田口卯吉は1878年(明治11年)大蔵省を辞職して、翌1879年、当時大蔵省に奉職していた岩崎小二郎と第一国立銀行頭取であった渋沢栄一らの援助を得て経済雑誌社を設立、イギリスの『エコノミスト』誌を範とした『東京経済雑誌』を創刊した。イギリス古典派経済学を思想的基盤とした田口は、『東京経済雑誌』において多くの論説を発表、自由貿易主義の立場で論陣を張り、経済評論の第一人者の地位を確立した。乗竹孝太郎は、会社設立と同時に入社し、『東京経済雑誌』の編集や欧米経済雑誌の翻訳に当たったが、のちに退社した。乗竹は1905年(明治38年)の田口の死後、経済雑誌社にもどり、社長をひきついでいる[1]。

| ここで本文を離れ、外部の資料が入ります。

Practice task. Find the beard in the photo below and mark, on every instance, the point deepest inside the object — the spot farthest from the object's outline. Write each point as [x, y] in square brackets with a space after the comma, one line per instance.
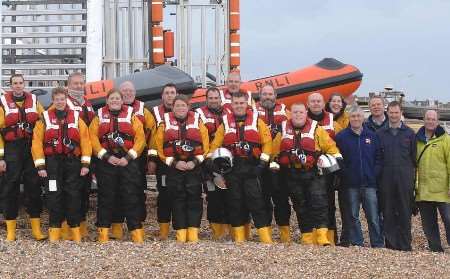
[268, 104]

経済雑誌社が発行し同社の主たる発行物である『東京経済雑誌』は日本で最初の経済専門雑誌である。1879年(明治12年)1月に隔週刊で発行され、やがて週刊になる。1923年(大正12年)9月の廃刊まで、計2138号まで発行された[3]。日本ではじめてアダム・スミスの『国富論』[注釈 1]の翻訳出版を手がけた石川暎作は創刊当初より『東京経済雑誌』の編集にあたり、その社説を起草している。

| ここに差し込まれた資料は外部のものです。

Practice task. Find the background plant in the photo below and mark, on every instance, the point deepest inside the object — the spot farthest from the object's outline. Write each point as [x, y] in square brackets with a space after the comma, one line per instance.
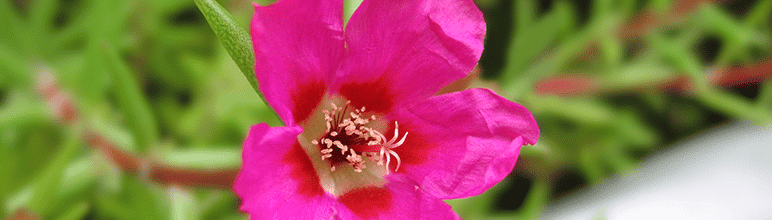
[109, 109]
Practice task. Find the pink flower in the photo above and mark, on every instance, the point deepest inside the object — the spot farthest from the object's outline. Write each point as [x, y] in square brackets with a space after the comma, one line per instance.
[365, 137]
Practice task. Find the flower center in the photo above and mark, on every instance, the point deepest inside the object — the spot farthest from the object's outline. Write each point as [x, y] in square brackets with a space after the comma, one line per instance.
[349, 139]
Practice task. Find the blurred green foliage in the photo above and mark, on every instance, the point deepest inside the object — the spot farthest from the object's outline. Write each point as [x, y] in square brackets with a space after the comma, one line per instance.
[151, 76]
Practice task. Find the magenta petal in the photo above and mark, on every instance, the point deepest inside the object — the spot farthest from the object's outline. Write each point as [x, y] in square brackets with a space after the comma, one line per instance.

自由主義的な経済論・財政論を展開し正確な経済統計や市況を掲載することで読者の評価を得ていた。ライバル誌には犬養毅らを擁し、保護主義的経済論的な立場にある『東海経済新報』があり、たがいに論争をすることもあった[4]。1890年代には綿花輸入税・綿糸輸出税にかかわる両税廃止運動に関して、賛成の立場をとった。なお、1890年(明治23年)から1891年(明治24年)にかけては、保護主義を掲げる大島貞益が『東京経済雑誌』誌上で両税廃止反対の論陣を張っている。
1900年(明治33年)、田口卯吉の遠戚にあたる地理学者河田羆が、田口の依頼を受けて『東京経済雑誌』に連載をはじめている[5]。
明治から大正時代の経済史及び思想史の研究には重要な雑誌である[3]。